Dije que de nuestros padres recibimos la herencia sin beneficio de inventario, con sus créditos y sus cargas. Crédito fue la lengua, las artes, la buena fama que nos hacía bienvenidos a todos los lugares y a todas las actividades; son créditos los platos y las confituras que todavía llegan a nuestra mesa, la música que acaricia nuestros oídos y conmueve nuestras fibras más sensibles, las mil historias que nos nutren y nos dan un signo particular y una diferente percepción del mundo y de la vida. También la religión es un crédito y un refugio.

Las cargas fueron dos. O una, según se la mire. Cuando aquellos armenios dejaron su suelo, sus casas y sus pertenencias y muchas veces también a sus seres queridos para marchar hacia otras tierras, a sus espaldas dejaron insepultos a sus muertos e irredentas sus esperanzas. Llevaron vivo el dolor y la rabia y en vida se los legaron a sus hijos, a nosotros, para que alguna vez sanáramos las heridas y reivindicáramos sus derechos. Si estos cargos fueron dos o es uno no importa ahora, pero es cierto que penetraron nuestro presente y son un grito ya centenario que tumba y retumba en nuestra conciencia.
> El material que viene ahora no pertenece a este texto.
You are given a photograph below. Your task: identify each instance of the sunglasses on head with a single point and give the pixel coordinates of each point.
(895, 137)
Por eso somos tan iguales a nuestros viejos, por los créditos y por las cargas que nos legaron. No esperaron a morirse para eso, nos dieron el legado cuando nos arrullaban, cuando abrimos los ojos para ver la vida. Y somos tan diferentes porque desde el día de nuestro alumbramiento pisamos otro suelo, palpitamos otra cultura, alentamos sueños propios y reivindicamos derechos de otras gentes, de otros pueblos.
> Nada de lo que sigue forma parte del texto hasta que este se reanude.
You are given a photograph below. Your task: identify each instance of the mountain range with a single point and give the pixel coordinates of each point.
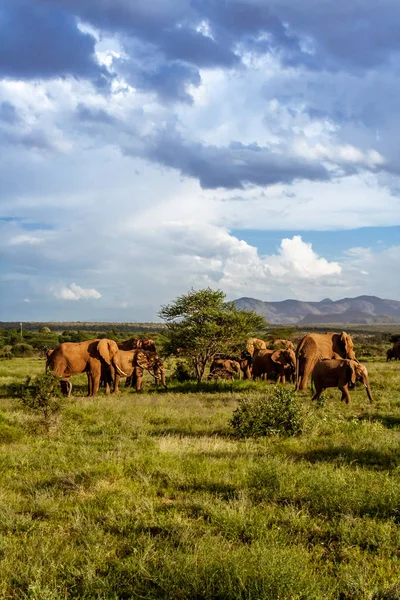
(363, 309)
¿Hay que mirar esta dicotomía como conflicto? Es una pregunta que uno no puede eludir sino escapando hacia adelante, despojándose de su piel como lo hace la serpiente para lucir otra piel que no tenga aquellas marcas. Un recurso que no pocos han usado. Un recurso que tiene dejos de ingratitud y de insolidaridad. Ingratitud hacia aquellos que nos trajeron a la vida y también hacia la historia que amasó el barro de nuestra hechura y nos dio este talante social. Insolidaridad, porque la historia trágica del pueblo armenio, las consecuencias del genocidio y los asuntos atinentes a su reconocimiento no pueden agotarse en la generación que nos antecedió. La historia quiere ser continua, como las generaciones que la protagonizan, y el siglo XX, que es el siglo de las más grandes tragedias que conoce la historia, ha hecho una contribución que, si bien inconclusa todavía, pesará en la vida de las generaciones futuras tanto como los hallazgos de la ciencia y las aplicaciones de la técnica: los derechos humanos con su constelación de esperanzas.

Ser tan parecidos y tan diferentes a la generación que nos precedió no es una fortuna ni una desdicha. Es un rasgo que la historia ha querido darnos. Y si bien convivir con eso importa un gasto emocional y una carga psicológica mayor, también nos ofrece un campo más ancho y más fecundo para transitar la vida.

Creo, pues, que debemos mirar la dicotomía como un conflicto. ¿Pero qué cosa de la vida no es sustancialmente un conflicto?


* Este proceso no lo vivieron con la misma intensidad los armenios de la R.S.S. de Armenia. Ellos permanecieron en su suelo bajo la protección del Estado y al abrigo de su cultura y sus costumbres.